To make the ground beef mixture:
  1. Heat a large pan on medium-high heat. Add in the ground beef and allow to brown for a few minutes on one side before touching it.
  2. Cook and crumble the ground beef until fully browned. Optional, but you can drain the fat.
  3. Add in the seasonings and tomato paste and stir to combine. Add in the broth and salsa and bring to a simmer. Mix in the sour cream and decrease the heat to low and cover until ready to assemble.
To make the Pico & Guac:
  1. Quarter, deseed, and finely dice the tomatoes. Add to a large bowl, add into the rest of the ingredients. Season with salt and pepper to taste
  2. To make the guacamole, scoop the avocados into a bowl and mash until smooth.
  3. Add in the 1/4 cup of pico and add any additional cilantro, lime, salt & pepper to taste.
To make the queso:
  1. Heat a medium pot on medium heat. Melt in butter and add in diced shallot, jalapeño, and tomato. Sauté until softened, about 5 minutes.
  2. Add grated garlic, cornstarch, and paprika and cook for another minute.

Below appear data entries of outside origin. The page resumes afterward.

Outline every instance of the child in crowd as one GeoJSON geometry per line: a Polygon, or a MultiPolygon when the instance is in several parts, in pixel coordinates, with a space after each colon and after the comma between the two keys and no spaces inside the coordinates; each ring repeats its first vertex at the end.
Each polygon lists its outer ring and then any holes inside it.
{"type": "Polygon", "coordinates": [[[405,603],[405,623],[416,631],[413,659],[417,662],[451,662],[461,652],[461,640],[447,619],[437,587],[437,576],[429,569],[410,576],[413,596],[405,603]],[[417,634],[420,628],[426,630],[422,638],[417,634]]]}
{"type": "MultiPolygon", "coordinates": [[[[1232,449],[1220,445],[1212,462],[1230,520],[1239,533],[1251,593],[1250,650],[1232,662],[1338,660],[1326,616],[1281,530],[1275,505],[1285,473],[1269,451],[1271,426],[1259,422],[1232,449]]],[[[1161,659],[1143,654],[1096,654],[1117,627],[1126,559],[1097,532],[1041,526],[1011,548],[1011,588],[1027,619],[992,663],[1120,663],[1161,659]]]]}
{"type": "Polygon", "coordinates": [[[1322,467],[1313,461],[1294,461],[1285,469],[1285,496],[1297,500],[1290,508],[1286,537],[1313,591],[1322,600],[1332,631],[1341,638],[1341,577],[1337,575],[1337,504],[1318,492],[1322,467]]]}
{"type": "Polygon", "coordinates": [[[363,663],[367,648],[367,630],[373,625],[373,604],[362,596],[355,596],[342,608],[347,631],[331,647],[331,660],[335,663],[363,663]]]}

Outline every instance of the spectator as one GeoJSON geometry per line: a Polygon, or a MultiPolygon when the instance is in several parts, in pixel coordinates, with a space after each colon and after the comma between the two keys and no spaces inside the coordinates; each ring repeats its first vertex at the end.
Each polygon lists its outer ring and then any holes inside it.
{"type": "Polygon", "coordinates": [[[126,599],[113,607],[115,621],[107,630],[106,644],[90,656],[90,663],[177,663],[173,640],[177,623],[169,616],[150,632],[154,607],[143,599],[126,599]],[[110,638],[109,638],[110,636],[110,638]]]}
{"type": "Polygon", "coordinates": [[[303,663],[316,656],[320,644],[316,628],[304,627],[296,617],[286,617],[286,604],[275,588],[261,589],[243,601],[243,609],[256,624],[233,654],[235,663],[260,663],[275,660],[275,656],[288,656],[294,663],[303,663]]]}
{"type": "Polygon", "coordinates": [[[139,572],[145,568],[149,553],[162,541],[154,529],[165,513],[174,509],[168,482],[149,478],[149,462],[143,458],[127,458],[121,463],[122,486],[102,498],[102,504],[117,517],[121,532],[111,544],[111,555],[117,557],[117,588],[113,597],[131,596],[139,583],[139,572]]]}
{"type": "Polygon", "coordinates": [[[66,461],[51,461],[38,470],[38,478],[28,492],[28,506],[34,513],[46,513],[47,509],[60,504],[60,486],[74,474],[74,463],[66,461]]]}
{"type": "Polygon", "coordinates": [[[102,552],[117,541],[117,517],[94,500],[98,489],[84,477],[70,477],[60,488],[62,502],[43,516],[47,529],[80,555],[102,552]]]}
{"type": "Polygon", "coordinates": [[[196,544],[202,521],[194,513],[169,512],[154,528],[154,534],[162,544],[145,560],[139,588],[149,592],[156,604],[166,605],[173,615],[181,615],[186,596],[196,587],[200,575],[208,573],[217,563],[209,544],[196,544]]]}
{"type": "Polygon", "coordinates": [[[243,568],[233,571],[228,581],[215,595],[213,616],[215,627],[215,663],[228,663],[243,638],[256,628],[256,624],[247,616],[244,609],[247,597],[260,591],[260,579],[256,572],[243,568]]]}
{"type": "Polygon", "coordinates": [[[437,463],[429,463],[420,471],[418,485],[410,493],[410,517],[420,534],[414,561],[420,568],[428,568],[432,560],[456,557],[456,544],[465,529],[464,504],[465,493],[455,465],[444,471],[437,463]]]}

  3. Add milk and cream and bring to a simmer. Whisk in cheese about a cup at a time, adding the cream cheese as well until fully incorporated. Taste for salt and pepper.
  4. The queso can be made ahead of time or can remain on low heat until ready to assemble the crunchwrap.
To assemble:
  1. Slightly heat up your large tortilla in the microwave for 20 seconds. Heat a large pan on medium-low heat while you assemble, this will be used to toast your crunchwrap after.
  2. Add it to a surface and spread on about 1/4 cup queso in the middle. Add about 1/2 cup of your ground beef mixture on top.
  3. Top the beef with your crispy corn tortilla. You can crisp it up in a fryer or in a saucepan on medium-high heat with 1/4 cup vegetable oil. You just want it to be lightly golden brown and crispy!
  4. Spread on a generous dollop of guacamole, sour cream, shredded lettuce, and your pico de gallo.
  5. Top with additional cheddar cheese, because this will help with sealing the crunchwrap.
  6. Add your smaller tortilla, and begin to close up your large tortilla by bringing in an edge as you make your way around it. (See video)
  7. Add a tbsp of oil to your pan and toast the crunchwrap for about 2 minutes per side. If the seams are opening, don't panic, just add a little extra cheese and allow the cheese to create a crust from the heat of the pan.
  8. Serve with additional sour cream, guac and pico and enjoy!